Con le REMS l’ente regolatore può esigere che i medici e i farmacisti che prescrivono queste sostanze siano certificati in base a una determinata strategia di cura definita per mitigare i rischi associati a ciascuna determinata sostanza, come i rischi di assuefazione e dipendenza legati alla prescrizione di oppiacei. Le REMS si potrebbero usare per gli psichedelici, afferma Dunn. In questo modo si potrebbe legare la somministrazione della sostanza alla componente di terapia e magari si arriverebbe a certificare gli operatori che praticano questo tipo di cura. Una fonte interna a una delle sperimentazioni afferma che si stanno portando avanti negoziati con la FDA per determinare se i terapeuti che somministrano la sostanza debbano essere formati, che cosa possa essere incluso nella formazione e se debba essere richiesta una certificazione.

Una certificazione potrebbe significare una legittimazione dei terapeuti che “curano” illegalmente i pazienti con queste sostanze anche da 30 anni. Però alcuni di loro potrebbero resistere ai consigli, o al coinvolgimento, di quel governo che li ha spinti a lavorare in clandestinità.

Per le approvazioni c’è ancora molta strada da fare. Alla fine del 2020, in un comunicato stampa MAPS ha affermato che nella sua sperimentazione clinica sull’MDMA sono state rilevate differenze statisticamente significative nella risposta del gruppo a cui è stato somministrato il principio attivo e del gruppo di controllo che aveva ricevuto il placebo.

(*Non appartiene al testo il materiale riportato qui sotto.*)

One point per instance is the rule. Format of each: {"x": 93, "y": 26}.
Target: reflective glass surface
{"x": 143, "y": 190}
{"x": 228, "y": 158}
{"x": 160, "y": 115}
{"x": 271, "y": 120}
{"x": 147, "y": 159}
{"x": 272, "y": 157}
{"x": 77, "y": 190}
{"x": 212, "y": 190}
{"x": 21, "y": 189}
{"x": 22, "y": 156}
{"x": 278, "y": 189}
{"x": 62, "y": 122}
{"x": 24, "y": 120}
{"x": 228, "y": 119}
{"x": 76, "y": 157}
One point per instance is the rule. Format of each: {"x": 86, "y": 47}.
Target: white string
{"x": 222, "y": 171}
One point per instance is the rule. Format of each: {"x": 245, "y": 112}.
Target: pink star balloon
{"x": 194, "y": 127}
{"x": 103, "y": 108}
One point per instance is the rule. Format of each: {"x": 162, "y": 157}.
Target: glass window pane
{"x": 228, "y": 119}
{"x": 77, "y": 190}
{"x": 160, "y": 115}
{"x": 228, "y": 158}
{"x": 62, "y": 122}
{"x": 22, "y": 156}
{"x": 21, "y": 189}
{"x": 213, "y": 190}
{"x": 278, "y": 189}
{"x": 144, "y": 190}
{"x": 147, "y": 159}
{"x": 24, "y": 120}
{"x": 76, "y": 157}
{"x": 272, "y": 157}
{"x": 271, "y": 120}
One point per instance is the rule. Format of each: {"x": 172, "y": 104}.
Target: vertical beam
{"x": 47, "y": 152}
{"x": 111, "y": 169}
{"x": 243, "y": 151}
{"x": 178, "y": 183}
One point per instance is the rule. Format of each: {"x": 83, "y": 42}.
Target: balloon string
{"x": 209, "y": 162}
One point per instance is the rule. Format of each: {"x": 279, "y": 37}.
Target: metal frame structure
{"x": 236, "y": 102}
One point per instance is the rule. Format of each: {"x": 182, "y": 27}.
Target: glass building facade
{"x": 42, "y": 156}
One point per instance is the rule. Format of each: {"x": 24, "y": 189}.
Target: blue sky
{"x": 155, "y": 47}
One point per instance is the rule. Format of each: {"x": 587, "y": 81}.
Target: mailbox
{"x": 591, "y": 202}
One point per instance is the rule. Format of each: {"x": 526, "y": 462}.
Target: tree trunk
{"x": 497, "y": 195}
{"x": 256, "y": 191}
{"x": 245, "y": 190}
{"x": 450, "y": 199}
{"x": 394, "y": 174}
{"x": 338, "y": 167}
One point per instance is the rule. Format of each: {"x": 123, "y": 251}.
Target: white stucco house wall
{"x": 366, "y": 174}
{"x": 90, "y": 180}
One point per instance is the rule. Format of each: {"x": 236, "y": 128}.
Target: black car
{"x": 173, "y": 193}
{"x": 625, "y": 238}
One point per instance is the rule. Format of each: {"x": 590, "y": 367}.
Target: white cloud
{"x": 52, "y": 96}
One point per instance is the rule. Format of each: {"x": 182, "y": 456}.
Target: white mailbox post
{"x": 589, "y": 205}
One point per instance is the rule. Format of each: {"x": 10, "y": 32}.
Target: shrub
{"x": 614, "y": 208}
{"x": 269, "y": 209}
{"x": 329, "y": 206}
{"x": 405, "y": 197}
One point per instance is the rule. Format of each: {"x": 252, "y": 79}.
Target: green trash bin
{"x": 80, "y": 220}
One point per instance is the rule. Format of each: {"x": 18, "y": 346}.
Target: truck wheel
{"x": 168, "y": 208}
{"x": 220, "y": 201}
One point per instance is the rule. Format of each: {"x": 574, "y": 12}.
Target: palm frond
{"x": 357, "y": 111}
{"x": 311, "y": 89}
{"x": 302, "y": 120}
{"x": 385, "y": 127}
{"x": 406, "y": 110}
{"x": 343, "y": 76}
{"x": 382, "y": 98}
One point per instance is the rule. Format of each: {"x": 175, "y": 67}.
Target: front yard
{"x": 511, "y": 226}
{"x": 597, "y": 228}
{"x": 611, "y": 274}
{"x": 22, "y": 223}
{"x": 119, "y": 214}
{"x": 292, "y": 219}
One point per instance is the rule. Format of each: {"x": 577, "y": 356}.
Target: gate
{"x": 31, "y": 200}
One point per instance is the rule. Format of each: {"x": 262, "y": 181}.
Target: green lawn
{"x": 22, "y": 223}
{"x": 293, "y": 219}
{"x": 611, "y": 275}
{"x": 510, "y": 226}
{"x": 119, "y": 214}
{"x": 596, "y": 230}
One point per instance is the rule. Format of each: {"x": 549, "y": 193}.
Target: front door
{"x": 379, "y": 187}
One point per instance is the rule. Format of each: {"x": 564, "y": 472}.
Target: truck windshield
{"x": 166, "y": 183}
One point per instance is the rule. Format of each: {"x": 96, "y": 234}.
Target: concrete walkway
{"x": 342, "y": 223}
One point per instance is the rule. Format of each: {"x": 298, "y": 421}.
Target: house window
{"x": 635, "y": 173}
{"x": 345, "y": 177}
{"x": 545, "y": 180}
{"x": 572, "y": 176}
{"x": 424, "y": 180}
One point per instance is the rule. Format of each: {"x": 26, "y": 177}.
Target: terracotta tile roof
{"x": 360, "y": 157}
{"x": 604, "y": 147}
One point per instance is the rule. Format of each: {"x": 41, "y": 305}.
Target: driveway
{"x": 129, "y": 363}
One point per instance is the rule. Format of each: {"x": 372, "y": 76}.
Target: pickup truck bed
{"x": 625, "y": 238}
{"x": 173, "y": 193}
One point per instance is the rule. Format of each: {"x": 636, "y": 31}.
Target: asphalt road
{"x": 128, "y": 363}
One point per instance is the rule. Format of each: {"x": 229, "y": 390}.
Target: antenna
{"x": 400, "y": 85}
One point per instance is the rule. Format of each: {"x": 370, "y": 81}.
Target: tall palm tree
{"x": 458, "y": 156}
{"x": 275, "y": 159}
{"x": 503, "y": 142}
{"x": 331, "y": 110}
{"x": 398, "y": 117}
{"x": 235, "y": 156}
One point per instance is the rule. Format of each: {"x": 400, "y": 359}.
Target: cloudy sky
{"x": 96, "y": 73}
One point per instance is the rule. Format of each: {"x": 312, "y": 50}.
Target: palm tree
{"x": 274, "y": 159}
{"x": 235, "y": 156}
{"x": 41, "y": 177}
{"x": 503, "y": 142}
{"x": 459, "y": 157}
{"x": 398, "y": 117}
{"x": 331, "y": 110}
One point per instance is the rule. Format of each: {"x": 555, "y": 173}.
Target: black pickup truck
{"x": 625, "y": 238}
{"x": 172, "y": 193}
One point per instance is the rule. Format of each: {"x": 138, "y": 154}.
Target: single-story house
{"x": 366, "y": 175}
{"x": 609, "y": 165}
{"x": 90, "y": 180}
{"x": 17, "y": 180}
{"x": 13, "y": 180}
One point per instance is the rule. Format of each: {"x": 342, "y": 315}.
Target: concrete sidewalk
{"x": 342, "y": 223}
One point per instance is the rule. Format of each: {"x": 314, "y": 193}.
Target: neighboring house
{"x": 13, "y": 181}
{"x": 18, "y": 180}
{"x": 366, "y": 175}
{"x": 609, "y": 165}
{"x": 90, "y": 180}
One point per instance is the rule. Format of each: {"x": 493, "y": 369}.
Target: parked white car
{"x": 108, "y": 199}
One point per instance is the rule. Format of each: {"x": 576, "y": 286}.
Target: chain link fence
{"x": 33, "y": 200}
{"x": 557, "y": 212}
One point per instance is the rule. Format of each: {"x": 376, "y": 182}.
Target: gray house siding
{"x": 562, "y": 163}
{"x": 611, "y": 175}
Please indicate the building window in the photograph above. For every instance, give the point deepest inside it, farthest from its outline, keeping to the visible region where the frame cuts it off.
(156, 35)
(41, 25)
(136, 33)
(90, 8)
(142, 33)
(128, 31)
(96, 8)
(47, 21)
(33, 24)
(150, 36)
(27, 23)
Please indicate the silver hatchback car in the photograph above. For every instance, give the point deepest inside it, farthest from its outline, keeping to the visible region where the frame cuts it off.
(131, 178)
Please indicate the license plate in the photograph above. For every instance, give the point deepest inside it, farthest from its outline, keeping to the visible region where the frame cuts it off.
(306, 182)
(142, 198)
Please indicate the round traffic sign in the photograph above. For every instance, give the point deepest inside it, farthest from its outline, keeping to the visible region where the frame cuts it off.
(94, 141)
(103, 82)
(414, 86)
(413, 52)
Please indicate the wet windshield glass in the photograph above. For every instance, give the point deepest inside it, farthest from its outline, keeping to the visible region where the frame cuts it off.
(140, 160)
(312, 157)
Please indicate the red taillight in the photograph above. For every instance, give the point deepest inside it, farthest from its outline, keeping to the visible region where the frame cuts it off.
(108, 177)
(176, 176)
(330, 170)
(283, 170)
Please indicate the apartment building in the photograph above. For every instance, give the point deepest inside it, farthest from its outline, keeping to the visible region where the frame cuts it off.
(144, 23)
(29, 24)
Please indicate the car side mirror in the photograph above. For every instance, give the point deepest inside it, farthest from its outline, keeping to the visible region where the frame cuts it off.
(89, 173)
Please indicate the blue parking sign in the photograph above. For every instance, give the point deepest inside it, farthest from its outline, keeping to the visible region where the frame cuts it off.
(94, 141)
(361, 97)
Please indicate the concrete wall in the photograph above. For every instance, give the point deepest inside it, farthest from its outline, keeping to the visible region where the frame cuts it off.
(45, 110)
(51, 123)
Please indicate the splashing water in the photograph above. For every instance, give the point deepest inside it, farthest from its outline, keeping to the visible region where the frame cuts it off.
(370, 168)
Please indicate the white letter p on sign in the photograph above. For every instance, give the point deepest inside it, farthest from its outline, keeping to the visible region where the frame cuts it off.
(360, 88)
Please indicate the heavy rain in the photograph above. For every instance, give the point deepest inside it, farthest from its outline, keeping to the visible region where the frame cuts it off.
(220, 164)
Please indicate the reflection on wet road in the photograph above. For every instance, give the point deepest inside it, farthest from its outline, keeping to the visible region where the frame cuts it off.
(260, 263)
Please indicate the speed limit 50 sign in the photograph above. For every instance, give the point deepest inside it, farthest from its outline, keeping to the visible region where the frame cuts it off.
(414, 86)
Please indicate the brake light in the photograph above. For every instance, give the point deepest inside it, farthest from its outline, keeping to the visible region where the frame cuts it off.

Ma l’azienda non ha intenzione di dare altre informazioni sui risultati prima della pubblicazione completa dei dati, prevista nel corso di quest’anno. MAPS sta anche reclutando soggetti per un secondo studio di fase III su una terapia con MDMA per pazienti affetti da PTSD da moderato a grave, studio che intende portare a termine prima della fine dell’anno. Anche COMPASS conta di ottenere i risultati dello studio di fase IIb sulla psilocibina entro quella data e afferma di avere in preparazione uno studio di fase III.

Robert Malenka, psichiatra e neuroscienziato alla Stanford University, in California, che ha studiato gli effetti dell’MDMA sui roditori, si dice convinto che prima o poi alcune sostanze psichedeliche saranno approvate per l’uso in specifiche condizioni. “Hanno il potenziale per diventare, e voglio usare l’analogia giusta, parte della cassetta degli attrezzi che abbiamo a disposizione per curare i pazienti”, afferma. Ma mette in guardia contro l’eccessivo fanatismo, soprattutto un tipo di proselitismo che ha visto tra chi offre sottobanco psicoterapia assistita da sostanze psichedeliche: “Non credo che saranno cure miracolose”.

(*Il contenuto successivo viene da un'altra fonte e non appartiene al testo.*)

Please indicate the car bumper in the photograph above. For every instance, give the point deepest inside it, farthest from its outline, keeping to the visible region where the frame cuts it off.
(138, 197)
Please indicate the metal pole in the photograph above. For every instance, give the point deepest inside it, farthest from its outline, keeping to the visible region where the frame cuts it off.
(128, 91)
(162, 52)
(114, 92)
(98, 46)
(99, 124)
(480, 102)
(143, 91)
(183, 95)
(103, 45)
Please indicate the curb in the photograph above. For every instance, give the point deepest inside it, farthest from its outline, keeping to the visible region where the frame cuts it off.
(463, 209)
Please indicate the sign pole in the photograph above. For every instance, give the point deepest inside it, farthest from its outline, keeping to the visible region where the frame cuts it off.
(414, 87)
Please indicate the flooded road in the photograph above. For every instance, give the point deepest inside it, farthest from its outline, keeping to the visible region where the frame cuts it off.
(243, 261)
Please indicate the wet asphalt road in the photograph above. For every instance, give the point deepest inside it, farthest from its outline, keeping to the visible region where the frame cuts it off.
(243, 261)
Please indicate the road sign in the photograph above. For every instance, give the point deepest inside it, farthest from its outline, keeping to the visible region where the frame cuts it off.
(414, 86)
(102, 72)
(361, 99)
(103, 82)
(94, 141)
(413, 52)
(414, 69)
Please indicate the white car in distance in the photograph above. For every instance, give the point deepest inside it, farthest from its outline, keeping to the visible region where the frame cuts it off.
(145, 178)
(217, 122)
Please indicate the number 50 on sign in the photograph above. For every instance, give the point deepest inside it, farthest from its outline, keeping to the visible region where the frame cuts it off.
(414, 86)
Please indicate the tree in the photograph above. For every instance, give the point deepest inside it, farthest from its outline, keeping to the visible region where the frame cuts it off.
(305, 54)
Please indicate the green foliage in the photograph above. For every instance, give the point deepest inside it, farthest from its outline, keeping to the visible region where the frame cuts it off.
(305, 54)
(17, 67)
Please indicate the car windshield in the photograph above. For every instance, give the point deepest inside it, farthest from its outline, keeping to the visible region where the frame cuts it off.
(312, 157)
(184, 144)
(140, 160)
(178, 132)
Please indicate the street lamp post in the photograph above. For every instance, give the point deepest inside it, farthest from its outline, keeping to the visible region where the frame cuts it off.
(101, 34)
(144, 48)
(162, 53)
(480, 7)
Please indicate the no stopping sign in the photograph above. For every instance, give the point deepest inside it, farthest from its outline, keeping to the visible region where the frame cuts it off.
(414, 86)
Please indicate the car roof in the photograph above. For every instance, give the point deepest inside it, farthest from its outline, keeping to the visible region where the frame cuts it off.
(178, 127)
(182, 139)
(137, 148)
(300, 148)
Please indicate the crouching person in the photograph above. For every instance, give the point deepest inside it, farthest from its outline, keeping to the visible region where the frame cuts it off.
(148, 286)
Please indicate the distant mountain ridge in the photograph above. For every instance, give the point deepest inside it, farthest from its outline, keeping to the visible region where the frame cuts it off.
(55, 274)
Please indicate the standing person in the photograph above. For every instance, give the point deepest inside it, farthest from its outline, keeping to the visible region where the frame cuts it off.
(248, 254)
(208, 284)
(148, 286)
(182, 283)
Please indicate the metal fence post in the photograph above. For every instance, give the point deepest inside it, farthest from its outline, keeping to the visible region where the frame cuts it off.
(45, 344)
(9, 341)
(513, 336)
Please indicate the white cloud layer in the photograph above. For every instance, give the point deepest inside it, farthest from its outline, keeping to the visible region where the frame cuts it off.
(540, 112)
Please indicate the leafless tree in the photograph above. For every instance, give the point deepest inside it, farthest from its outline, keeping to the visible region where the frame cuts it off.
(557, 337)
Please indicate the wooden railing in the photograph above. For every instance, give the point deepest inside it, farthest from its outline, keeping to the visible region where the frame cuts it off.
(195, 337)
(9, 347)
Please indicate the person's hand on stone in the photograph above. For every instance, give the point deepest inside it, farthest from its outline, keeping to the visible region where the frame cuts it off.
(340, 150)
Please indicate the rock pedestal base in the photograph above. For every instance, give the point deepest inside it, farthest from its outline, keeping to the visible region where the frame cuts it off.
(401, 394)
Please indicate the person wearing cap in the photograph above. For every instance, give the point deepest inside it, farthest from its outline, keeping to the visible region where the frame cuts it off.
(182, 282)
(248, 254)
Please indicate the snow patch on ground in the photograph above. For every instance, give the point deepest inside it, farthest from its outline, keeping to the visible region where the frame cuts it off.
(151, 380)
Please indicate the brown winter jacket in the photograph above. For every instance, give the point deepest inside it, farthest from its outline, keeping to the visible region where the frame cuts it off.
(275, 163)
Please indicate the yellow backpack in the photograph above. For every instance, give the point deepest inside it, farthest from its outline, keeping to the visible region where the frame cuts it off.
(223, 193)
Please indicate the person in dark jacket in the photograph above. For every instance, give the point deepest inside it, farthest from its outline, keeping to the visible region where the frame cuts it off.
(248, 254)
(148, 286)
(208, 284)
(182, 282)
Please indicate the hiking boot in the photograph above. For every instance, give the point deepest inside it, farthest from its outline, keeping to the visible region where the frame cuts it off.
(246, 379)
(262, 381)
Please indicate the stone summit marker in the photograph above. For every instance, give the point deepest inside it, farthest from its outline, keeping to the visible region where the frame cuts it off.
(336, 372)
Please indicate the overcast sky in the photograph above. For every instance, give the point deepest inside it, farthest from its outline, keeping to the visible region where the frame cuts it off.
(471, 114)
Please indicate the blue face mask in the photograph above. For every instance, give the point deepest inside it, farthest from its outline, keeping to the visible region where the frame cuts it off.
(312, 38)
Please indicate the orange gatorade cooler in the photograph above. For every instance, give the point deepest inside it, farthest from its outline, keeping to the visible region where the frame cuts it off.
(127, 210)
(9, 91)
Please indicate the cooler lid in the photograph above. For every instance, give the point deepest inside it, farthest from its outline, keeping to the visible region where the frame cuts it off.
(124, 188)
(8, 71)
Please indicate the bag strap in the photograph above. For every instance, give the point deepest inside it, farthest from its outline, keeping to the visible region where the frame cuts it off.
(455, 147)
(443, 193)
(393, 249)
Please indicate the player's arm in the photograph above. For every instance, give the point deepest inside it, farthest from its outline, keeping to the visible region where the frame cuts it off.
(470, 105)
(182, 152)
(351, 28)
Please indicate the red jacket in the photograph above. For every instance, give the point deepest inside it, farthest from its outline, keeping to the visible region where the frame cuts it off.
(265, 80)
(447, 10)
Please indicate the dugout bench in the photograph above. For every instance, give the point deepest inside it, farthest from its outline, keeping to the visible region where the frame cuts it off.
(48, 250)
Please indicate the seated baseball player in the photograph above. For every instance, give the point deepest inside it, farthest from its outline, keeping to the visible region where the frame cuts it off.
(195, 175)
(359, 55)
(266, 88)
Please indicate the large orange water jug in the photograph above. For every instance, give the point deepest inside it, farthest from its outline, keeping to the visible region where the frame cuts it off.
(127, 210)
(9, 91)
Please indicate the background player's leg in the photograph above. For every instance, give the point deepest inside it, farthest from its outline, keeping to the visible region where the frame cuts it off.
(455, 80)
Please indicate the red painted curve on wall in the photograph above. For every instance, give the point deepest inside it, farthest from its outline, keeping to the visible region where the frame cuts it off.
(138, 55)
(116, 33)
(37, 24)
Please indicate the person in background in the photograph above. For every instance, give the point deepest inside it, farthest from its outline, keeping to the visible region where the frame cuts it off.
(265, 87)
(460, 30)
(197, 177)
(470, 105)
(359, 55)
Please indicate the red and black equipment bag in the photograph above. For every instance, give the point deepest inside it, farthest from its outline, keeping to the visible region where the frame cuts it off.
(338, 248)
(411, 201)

Malenka spiega che è necessario esaminare ulteriormente le ipotesi sull’effetto di queste sostanze nel cervello e che sul lungo periodo sarebbe forse opportuno studiare composti che offrano gli stessi benefici senza gli effetti allucinogeni. Altri sottolineano che per molte persone gli SSRI funzionano anche se i clinici non ne comprendono ancora a fondo il meccanismo.

Per quanto riguarda i lavori clinici, però, Madras solleva dubbi sulle dimensioni e sulla progettazione delle sperimentazioni. Nota che in molti casi gli studi includono soggetti che hanno già sperimentato l’assunzione di psichedelici in passato. Chi è attratto da questo tipo di esperienza, sottolinea, rischia di essere più portato a riferire valutazioni positive. Nutt ha affermato che lavorare con chi è già esperto nell’uso di queste sostanze riduce al minimo la possibilità di eventi avversi. Ma esistono anche altri possibili fattori di confusione, secondo Madras. “I moduli per il consenso – spiega – informano su quello che ci si può aspettare, perciò alcuni soggetti non saranno del tutto obiettivi.”

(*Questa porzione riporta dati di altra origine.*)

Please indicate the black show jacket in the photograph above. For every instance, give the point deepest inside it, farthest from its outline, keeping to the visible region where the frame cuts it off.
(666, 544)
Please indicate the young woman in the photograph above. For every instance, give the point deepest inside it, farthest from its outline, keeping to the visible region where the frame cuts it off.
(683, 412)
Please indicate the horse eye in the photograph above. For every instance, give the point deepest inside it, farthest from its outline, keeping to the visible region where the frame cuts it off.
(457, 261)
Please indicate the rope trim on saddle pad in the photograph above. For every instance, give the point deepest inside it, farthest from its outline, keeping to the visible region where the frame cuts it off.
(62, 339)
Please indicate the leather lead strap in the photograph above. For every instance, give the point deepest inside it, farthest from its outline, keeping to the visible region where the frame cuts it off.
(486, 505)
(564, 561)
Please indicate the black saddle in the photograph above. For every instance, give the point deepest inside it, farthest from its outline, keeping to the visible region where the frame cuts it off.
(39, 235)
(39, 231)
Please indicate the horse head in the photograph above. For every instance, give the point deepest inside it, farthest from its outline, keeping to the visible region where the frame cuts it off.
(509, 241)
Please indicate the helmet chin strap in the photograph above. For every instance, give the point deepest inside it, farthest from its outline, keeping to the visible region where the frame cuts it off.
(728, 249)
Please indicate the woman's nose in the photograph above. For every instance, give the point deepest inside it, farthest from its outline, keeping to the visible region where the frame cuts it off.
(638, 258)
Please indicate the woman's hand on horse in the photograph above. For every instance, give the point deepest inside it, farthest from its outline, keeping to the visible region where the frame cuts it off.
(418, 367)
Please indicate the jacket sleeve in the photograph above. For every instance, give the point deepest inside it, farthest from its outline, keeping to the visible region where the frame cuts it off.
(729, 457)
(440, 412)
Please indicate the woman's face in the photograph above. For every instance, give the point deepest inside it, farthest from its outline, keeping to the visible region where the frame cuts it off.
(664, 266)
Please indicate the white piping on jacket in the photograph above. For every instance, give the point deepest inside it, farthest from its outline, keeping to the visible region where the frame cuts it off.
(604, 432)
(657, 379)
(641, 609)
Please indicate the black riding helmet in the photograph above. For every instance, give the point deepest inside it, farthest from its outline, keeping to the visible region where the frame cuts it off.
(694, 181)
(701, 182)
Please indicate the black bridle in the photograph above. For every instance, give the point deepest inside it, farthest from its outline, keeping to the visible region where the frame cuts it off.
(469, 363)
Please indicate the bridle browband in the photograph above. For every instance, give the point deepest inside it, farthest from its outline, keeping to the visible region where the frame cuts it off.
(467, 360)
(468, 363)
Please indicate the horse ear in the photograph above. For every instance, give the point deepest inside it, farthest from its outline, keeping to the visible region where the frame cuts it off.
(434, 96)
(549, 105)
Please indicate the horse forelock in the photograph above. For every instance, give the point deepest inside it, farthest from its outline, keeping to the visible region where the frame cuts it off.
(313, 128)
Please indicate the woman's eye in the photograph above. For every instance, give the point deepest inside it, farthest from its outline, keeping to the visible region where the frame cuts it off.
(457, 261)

Rutter afferma di essere convinto, nonostante tutto, che la terapia ricevuta nel 2015 gli abbia cambiato la vita in meglio. Nelle settimane successive a quella sessione, si trovava a chiedersi se il circuito automatico sarebbe riapparso. “Ero terrorizzato – racconta – e poi ho capito: ho un po’ di controllo sulla situazione, no?” L’idea non gli era mai venuta in mente prima.

Circa una settimana più tardi era con alcuni amici in un centro commerciale e ha sentito il ritorno dell’ottimismo e dell’apertura mentale. “È stato come se qualcuno avesse aperto una finestra in una stanza dove c’era aria viziata.” A cinque anni di distanza, la depressione non si è ripresentata.